PLUM TRUCK Newsletter

by Pat Yatskis – Marketing Strategist

Welcome to the first Plum Truck blarticle (part blog, part article).

Here’s the scoop on this article. I did some research last March when the recession was hitting hard.  I thought, “I know businesses are cutting in pretty much every facet of their operations, but what does history tell us about the impact of cutting, maintaining or increasing a marketing/advertising budget during financially difficult times?” I know I am a nerd, but hey that’s why I do what I do.

 

So here you go if you are interested in this type of stuff:

 

Many lives have been altered and spending habits have shifted since the market has fallen out.  In our area, North Dakota and Jamestown businesses have not felt the brunt of the recession, when compared with other states. All businesses are now faced with the challenge of adjusting to recession-minded customers who have lost investments or 401Ks and are loaded with fear.  Businesses have a couple options.

 

Option One: Go into state of hibernation slashing any budget in effort to store a little fat for the winter.  This is the road many take yet some are forced to.  It only feels natural, not just because hibernation is normal for us living in North Dakota, but also, when fear hits our human nature has us look shortsightedly.  The problem with this approach is slashing budgets allows businesses to save a little fat, but there is no guarantee that fat will last the winter months.

 

Option Two: take the road less traveled and capture the market.

 

Study after study has confirmed that maintaining and even increasing advertising efforts during a recession is best course of action not just for the longrun, but also the short run. Need proof?

 

During the recession of 1923 Roland Vaile, an advertising guru, tracked 200 companies and in the April 1927th issue of Harvard Business Review, the companies with the largest increases in sales were the ones who advertised the most. After World War II, Buchen Advertising, Inc. decided to plot the sales of a large number of advertisers through successive recessions. In 1947, it began measuring the annual advertising expenditures of each company. When they correlated the figures with sales and profit trends before, during and after the recessions of 1949, 1954, 1958 and 1961, they found that almost without exception, sales and profits dropped off at companies that cut back on advertising (Clark Company, 2008). Their studies also revealed that after the recessions ended, those companies continued to lag behind the ones that had maintained their advertising budgets. In 1979 another study by ABP/Meldrum & Fewsmith, covering the recession of 1974-75 and post-recession years, showed similar findings. They found that “companies which did not cut advertising expenditures during the recession years (1974-1975), experienced higher sales and net income during those two years and the two years following than companies which cut ad budgets in either or both recession years.”

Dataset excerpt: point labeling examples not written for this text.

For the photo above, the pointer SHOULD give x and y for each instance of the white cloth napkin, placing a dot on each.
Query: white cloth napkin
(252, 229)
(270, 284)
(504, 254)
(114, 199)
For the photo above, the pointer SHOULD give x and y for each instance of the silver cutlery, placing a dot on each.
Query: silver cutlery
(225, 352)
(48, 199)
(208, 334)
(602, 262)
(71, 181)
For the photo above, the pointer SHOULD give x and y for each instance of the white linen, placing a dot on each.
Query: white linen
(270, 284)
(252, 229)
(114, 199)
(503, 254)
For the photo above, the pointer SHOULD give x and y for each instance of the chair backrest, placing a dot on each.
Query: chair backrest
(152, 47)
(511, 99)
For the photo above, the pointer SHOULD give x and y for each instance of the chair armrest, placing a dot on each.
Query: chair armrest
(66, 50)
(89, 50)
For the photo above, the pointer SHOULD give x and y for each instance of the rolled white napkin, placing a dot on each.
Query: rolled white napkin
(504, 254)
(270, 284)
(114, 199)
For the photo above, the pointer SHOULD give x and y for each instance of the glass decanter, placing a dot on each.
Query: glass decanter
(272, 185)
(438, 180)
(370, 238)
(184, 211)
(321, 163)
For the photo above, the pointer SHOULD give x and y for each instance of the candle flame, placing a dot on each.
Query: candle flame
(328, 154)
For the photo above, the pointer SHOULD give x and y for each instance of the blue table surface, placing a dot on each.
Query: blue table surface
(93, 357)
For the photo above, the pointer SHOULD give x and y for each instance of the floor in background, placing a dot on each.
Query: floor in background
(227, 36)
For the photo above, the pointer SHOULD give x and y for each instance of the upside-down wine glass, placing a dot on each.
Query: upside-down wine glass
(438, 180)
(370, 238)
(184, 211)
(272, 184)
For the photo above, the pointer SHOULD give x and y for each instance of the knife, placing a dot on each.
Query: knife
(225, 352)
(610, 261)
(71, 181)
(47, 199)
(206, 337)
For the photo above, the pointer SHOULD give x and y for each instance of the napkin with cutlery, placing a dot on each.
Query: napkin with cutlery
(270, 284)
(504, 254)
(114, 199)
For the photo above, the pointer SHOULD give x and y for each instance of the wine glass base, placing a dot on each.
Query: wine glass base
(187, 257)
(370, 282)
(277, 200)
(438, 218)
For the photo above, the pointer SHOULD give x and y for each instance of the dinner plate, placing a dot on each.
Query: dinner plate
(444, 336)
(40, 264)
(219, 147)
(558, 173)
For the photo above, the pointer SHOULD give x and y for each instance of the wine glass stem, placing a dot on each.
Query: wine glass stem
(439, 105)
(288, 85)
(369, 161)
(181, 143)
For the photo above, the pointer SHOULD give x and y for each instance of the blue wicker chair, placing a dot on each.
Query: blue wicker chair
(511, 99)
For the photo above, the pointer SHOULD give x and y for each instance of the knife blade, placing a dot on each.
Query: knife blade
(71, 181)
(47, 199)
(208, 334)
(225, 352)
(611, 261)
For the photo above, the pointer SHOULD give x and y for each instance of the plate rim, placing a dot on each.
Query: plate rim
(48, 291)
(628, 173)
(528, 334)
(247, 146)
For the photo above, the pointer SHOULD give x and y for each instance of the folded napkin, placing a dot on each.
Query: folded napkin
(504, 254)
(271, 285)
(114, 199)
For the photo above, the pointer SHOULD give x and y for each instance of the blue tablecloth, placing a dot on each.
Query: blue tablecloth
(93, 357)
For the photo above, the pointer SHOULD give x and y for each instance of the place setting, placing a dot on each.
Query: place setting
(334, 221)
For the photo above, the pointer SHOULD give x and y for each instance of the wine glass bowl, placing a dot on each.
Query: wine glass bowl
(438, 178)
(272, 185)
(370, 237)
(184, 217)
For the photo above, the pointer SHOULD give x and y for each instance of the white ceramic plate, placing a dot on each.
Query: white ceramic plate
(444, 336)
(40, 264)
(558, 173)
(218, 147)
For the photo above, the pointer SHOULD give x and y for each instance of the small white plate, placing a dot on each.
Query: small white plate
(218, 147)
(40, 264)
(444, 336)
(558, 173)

Yesterday’s luxuries have become today’s expenditures for recession-minded consumers. It is important to point out that it doesn’t matter if you view your product/service as a luxury or necessity, it matters how your customers see your product or service. If your customers see your product or service as an expenditure, time to reposition.

 

Here is a guide for successfully implementing of this concept

 

Focus less on image, self-completion and self-actualization and instead focus more on relaxation, comfort and peace-emotion based advertising.

 

People still have money to spend on things, but they just need to be convinced that your product or service is right.